The Novara Big Buzz, which is made by REI, has been my short commute go-to bike for a while now. While it excels in being manueverable and quick stopping in heavy traffic on my commutes to school, it was not till I started to venture out on longer rides that I discovered some serious downfalls.
This bike fits me well. As a matter of fact this bike fits me better than any bike I have previously owned. As mentioned before it can turn on a dime without making you feel like you are losing control and the ability this bike has to stop will literally lift you out of your seat. It was very comfortable on the short rides to school (a little over 5 miles round trip) where I am travelling on main roads. It has seriously solid construction and even though I am a bigger guy I have had no problems taking this bike off the occational curb or two.
The Big Buzz seemed to fail in almost every regard when it came to travelling longer distances. For what REI advertises the bike to be used for, I don't think I could recommend this bike to anyone travelling longer distances during their commute (over 5 miles each way?). One thing consumers will notice after a few miles in the saddle on this bike is that every vibration on the road gets transferred directly to the hands, arms, body and teeth of the rider. While the carbon fork of my road bike helped absorb the shock on the same bike trail used to test the Big Buzz, the aluminum fork of Big Buzz made sure the rider felt every little pebble over, and over, and over again.

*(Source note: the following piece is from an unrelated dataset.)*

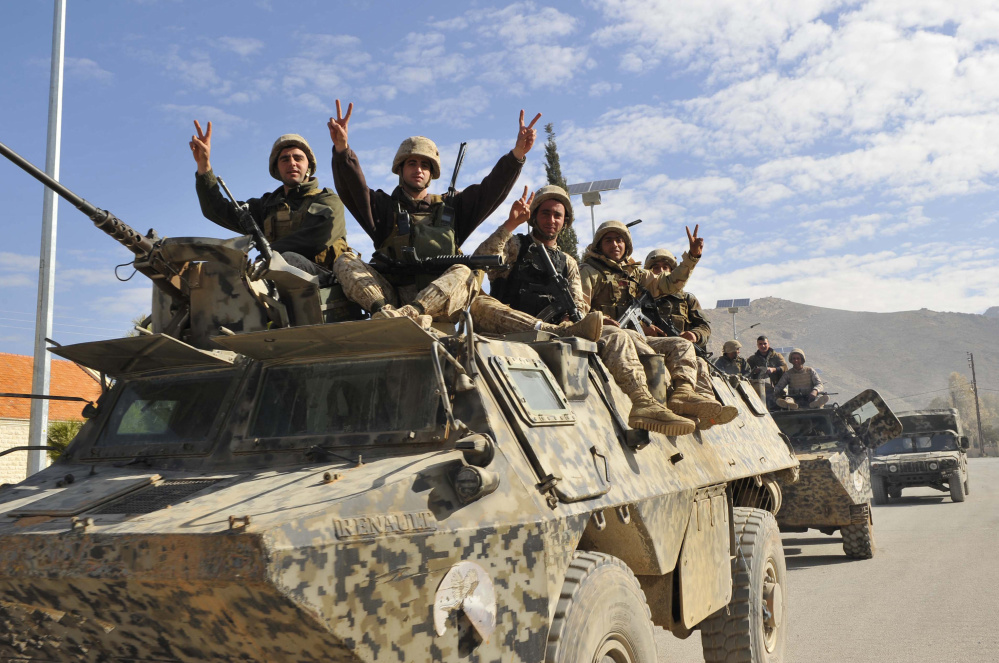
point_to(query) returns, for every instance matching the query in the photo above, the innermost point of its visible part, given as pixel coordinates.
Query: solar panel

One thing I really noticed about the Big Buzz after about mile 10 is how much the bike really weighs. It isn't even as light as a really cheap/heavy road bike and only slightly cheaper than my mountain bike. By the end of the ride I was feeling like I as pulling a trailer or a parachute behind me with the added weight. Perhaps REI thought it would be nessesary for a bike to be as strong as a tank to be as heavy as one, but I don't agree. It is also hard to find I rear rack that will mount to this bike. Although Axiom sells a rack that is made for bikes with disc brakes, it is hard to make clearence over the caliper of the brake to attach the lower left arm of the rack. I felt that the wheels and tires were a little overdone for what most commuter need, but the least of the bikes problems. After all, the wheel/tire setup would be great for light trail riding if you didn't get your teeth rattled out of your mouth first.
Overall, this bike is great for short jaunts around town or across campus, but look elsewhere if you want a comfortable bike for any real commutes.